Von Paul-Anton Krüger, Kairo

Zwei heftige Explosionen erschütterten das Viertel Mossul al-Jadida, Neu-Mossul, im Westen der Stadt. Eine Woche ist das her, doch erst jetzt wird klar: Dabei sind Dutzende Menschen getötet worden, die meisten von ihnen vermutlich Zivilisten. Die Kämpfe zwischen der Terrormiliz Islamischer Staat (IS) und Einheiten der irakischen Regierung in dem Gebiet waren so schwer, dass Rettungsmannschaften vorher keinen Zugang hatten - und jetzt nur Leichen aus zusammengestürzten Gebäuden ziehen. Es sind unterschiedliche Versionen darüber im Umlauf, was die Explosionen ausgelöst hat, etwa dass der IS die Häuser bewusst gesprengt habe.

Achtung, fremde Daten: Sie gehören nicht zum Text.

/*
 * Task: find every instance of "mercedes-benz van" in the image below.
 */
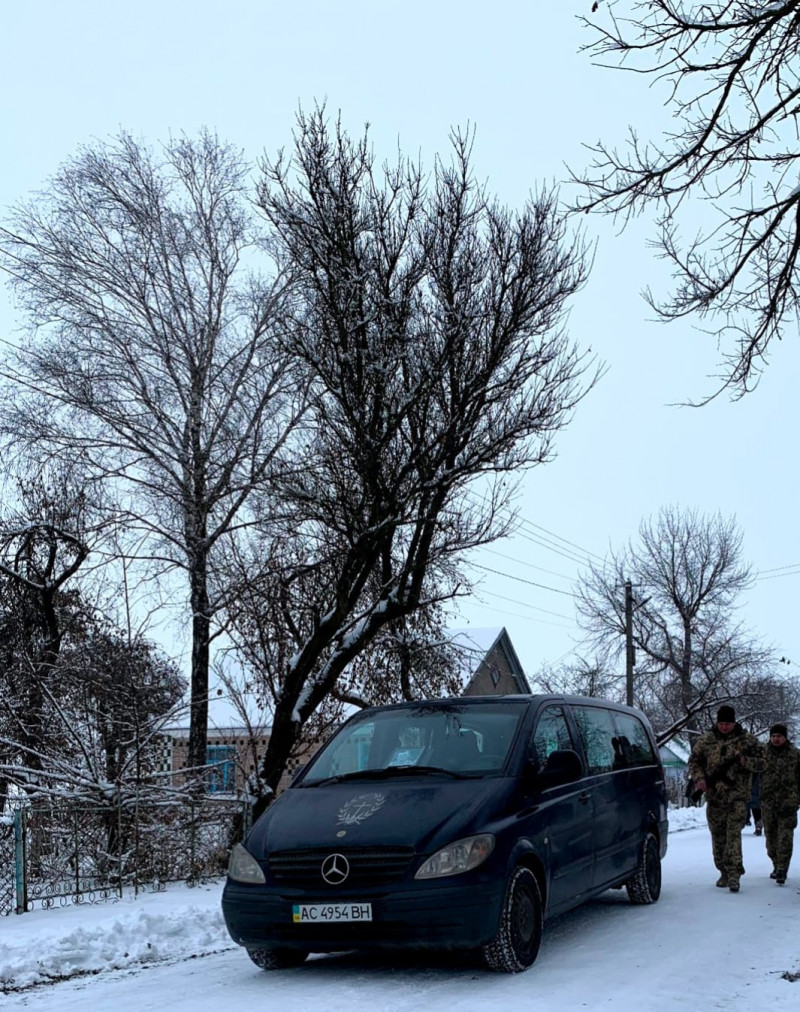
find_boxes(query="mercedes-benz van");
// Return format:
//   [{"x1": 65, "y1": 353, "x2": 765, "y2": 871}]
[{"x1": 223, "y1": 695, "x2": 668, "y2": 973}]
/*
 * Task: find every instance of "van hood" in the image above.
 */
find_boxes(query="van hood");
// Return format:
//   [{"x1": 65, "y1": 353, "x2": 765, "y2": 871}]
[{"x1": 247, "y1": 777, "x2": 514, "y2": 858}]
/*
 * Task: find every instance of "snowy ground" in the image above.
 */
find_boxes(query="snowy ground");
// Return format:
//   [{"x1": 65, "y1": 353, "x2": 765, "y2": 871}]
[{"x1": 0, "y1": 809, "x2": 800, "y2": 1012}]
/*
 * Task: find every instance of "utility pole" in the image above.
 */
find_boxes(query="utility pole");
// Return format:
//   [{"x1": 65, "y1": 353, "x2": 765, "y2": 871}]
[{"x1": 625, "y1": 580, "x2": 635, "y2": 706}]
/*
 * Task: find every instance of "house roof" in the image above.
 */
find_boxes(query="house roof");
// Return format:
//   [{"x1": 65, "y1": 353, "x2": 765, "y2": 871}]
[{"x1": 447, "y1": 625, "x2": 531, "y2": 694}]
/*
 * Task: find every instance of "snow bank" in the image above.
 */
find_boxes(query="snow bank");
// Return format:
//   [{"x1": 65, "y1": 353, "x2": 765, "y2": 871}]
[
  {"x1": 0, "y1": 882, "x2": 234, "y2": 993},
  {"x1": 0, "y1": 808, "x2": 706, "y2": 993}
]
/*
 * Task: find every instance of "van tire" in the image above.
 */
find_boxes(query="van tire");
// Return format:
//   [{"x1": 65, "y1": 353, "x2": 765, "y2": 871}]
[
  {"x1": 625, "y1": 833, "x2": 661, "y2": 904},
  {"x1": 247, "y1": 948, "x2": 308, "y2": 969},
  {"x1": 481, "y1": 867, "x2": 543, "y2": 974}
]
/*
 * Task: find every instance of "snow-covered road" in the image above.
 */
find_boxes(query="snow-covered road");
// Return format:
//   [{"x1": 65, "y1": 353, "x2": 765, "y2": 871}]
[{"x1": 0, "y1": 810, "x2": 800, "y2": 1012}]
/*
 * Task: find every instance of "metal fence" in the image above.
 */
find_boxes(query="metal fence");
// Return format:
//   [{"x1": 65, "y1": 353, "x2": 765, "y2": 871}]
[{"x1": 0, "y1": 797, "x2": 250, "y2": 914}]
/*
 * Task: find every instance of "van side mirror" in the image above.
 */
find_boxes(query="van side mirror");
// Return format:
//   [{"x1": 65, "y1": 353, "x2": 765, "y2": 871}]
[{"x1": 536, "y1": 749, "x2": 584, "y2": 790}]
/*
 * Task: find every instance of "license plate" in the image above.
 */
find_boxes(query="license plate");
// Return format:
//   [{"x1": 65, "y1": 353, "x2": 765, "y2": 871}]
[{"x1": 291, "y1": 903, "x2": 372, "y2": 924}]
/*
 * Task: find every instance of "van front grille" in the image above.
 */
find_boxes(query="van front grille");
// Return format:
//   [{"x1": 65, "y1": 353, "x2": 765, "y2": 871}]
[{"x1": 269, "y1": 847, "x2": 414, "y2": 890}]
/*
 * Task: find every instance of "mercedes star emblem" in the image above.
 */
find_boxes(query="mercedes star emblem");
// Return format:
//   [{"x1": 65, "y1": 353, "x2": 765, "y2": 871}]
[{"x1": 323, "y1": 854, "x2": 350, "y2": 886}]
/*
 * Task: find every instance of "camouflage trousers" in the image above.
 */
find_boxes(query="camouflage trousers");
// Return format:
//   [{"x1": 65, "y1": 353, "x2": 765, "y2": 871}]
[
  {"x1": 706, "y1": 800, "x2": 747, "y2": 879},
  {"x1": 762, "y1": 805, "x2": 797, "y2": 871}
]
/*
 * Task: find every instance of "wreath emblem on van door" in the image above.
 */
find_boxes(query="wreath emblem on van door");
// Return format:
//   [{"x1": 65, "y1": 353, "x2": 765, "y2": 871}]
[{"x1": 337, "y1": 793, "x2": 386, "y2": 826}]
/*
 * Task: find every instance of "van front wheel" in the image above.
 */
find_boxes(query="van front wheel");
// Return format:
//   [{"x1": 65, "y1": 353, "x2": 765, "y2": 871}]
[
  {"x1": 482, "y1": 868, "x2": 543, "y2": 974},
  {"x1": 625, "y1": 833, "x2": 661, "y2": 904}
]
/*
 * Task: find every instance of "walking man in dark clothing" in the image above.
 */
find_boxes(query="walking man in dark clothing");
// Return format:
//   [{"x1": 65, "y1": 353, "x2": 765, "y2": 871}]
[
  {"x1": 689, "y1": 705, "x2": 765, "y2": 893},
  {"x1": 762, "y1": 724, "x2": 800, "y2": 886}
]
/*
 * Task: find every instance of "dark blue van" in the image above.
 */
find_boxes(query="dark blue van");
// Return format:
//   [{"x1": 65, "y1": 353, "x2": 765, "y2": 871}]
[{"x1": 223, "y1": 695, "x2": 668, "y2": 973}]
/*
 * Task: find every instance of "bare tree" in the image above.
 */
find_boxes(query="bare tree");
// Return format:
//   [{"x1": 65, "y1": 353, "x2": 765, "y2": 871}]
[
  {"x1": 533, "y1": 655, "x2": 625, "y2": 702},
  {"x1": 574, "y1": 0, "x2": 800, "y2": 396},
  {"x1": 0, "y1": 469, "x2": 97, "y2": 795},
  {"x1": 0, "y1": 134, "x2": 301, "y2": 766},
  {"x1": 219, "y1": 109, "x2": 595, "y2": 805},
  {"x1": 577, "y1": 507, "x2": 771, "y2": 731}
]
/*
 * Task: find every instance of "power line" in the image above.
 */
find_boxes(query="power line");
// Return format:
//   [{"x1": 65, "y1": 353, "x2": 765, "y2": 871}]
[
  {"x1": 477, "y1": 590, "x2": 572, "y2": 628},
  {"x1": 469, "y1": 563, "x2": 577, "y2": 600},
  {"x1": 485, "y1": 549, "x2": 574, "y2": 580},
  {"x1": 755, "y1": 569, "x2": 800, "y2": 583}
]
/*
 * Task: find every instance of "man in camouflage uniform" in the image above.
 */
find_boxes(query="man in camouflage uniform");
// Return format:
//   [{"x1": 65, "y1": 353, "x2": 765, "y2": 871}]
[
  {"x1": 689, "y1": 706, "x2": 765, "y2": 893},
  {"x1": 762, "y1": 724, "x2": 800, "y2": 886}
]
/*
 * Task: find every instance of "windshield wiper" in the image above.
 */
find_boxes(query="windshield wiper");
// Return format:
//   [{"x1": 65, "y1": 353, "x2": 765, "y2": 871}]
[{"x1": 298, "y1": 763, "x2": 481, "y2": 787}]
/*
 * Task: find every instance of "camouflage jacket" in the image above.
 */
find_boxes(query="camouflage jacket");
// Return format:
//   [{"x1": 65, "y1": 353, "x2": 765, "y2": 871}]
[
  {"x1": 689, "y1": 724, "x2": 765, "y2": 805},
  {"x1": 762, "y1": 742, "x2": 800, "y2": 815}
]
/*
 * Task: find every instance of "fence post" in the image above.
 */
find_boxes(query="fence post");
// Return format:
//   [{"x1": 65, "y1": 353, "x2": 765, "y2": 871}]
[
  {"x1": 116, "y1": 790, "x2": 124, "y2": 900},
  {"x1": 14, "y1": 809, "x2": 27, "y2": 914}
]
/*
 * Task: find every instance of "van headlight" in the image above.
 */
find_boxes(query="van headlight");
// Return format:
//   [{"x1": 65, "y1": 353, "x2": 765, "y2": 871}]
[
  {"x1": 228, "y1": 843, "x2": 267, "y2": 886},
  {"x1": 414, "y1": 833, "x2": 495, "y2": 878}
]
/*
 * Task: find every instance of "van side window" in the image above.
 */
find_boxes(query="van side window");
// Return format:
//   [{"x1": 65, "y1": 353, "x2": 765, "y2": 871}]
[
  {"x1": 614, "y1": 712, "x2": 656, "y2": 766},
  {"x1": 531, "y1": 706, "x2": 574, "y2": 772},
  {"x1": 571, "y1": 706, "x2": 621, "y2": 776}
]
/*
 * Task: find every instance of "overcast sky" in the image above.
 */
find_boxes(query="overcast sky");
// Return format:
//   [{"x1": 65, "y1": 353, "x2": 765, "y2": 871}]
[{"x1": 0, "y1": 0, "x2": 800, "y2": 688}]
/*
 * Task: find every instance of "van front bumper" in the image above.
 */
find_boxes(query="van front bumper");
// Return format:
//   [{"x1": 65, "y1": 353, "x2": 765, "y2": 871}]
[{"x1": 223, "y1": 878, "x2": 505, "y2": 952}]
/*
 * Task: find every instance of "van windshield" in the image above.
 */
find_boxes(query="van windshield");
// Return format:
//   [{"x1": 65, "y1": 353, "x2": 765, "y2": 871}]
[{"x1": 301, "y1": 701, "x2": 525, "y2": 785}]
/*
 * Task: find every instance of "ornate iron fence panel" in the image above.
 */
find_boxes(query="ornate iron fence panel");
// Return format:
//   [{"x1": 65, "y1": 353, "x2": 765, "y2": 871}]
[{"x1": 17, "y1": 798, "x2": 249, "y2": 910}]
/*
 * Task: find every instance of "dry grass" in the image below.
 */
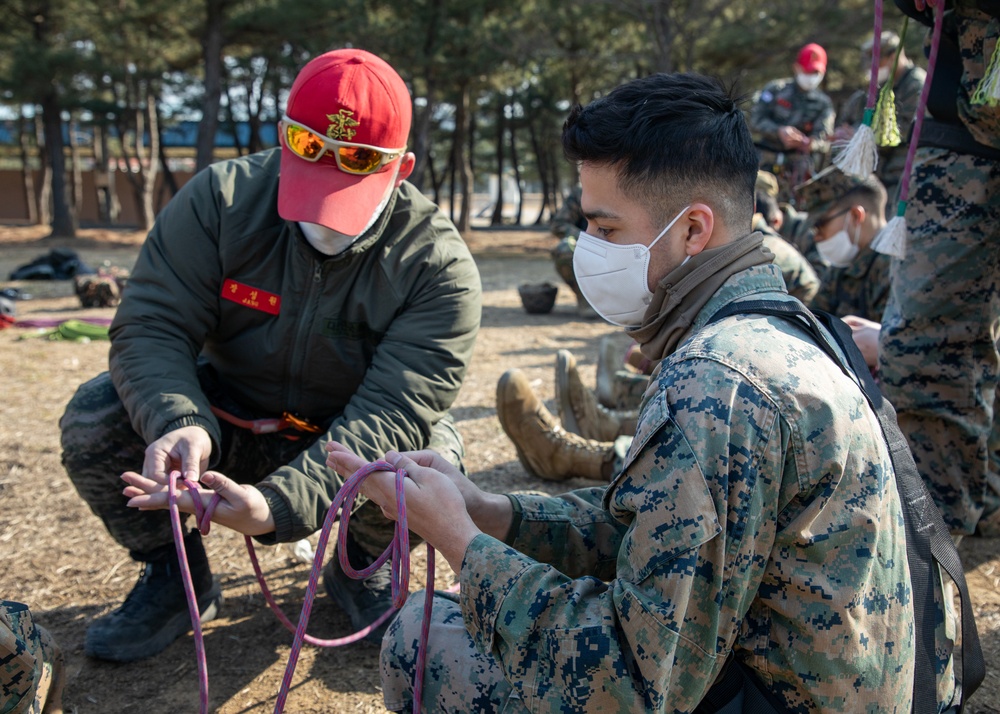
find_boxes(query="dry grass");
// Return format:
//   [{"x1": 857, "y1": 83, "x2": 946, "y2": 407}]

Mehrere Kontaktpersonen der Süddeutschen Zeitung, die in den vergangenen Tagen in West-Mossul waren, sowie der Blogger Mosul Eye, ein Bewohner der Stadt, der im Dezember in ein sicheres Drittland geflohen ist, schildern dagegen in wesentlichen Elementen übereinstimmend einen anderen Hergang: Demnach hatte der IS zwei mit Sprengstoff beladene Kleinlaster vor den Gebäuden geparkt. Solche Autobomben sind eine der bevorzugten Waffen der Dschihadisten gegen die vorrückenden irakischen Truppen. Offenbar wurde einer der Lastwagen bei einem Luftangriff getroffen, wobei es auch Berichte gibt, dass Einheiten der paramilitärischen irakischen Bundespolizei Artillerie-Raketen auf das Gebiet gefeuert hätten.

Durch einen Treffer flog erst der eine Sprengstoff-Laster in die Luft, dann der andere. Die Wucht der Doppel-Explosion brachte offenbar einen Häuserblock zum Einsturz, von bis zu 30 zerstörten oder beschädigten Gebäuden ist die Rede. Die Angaben über Opferzahlen gehen weit auseinander. Von 40 geborgenen Leichen berichtete ein Mitarbeiter des Zivilschutzes, viele sind aber noch unter Trümmern verschüttet. Der Blogger Mosul Eye spricht von 130 Opfern, der mit eigenen Reportern an der Front präsente kurdische TV-Sender Rudaw berichtete gar, es seien 200 Menschen umgekommen. Unklar ist, ob der IS Zivilisten in den Gebäuden zusammengepfercht hat oder ob sie dort Schutz suchten, ebenso, ob sich IS-Kämpfer in den Gebäuden aufhielten.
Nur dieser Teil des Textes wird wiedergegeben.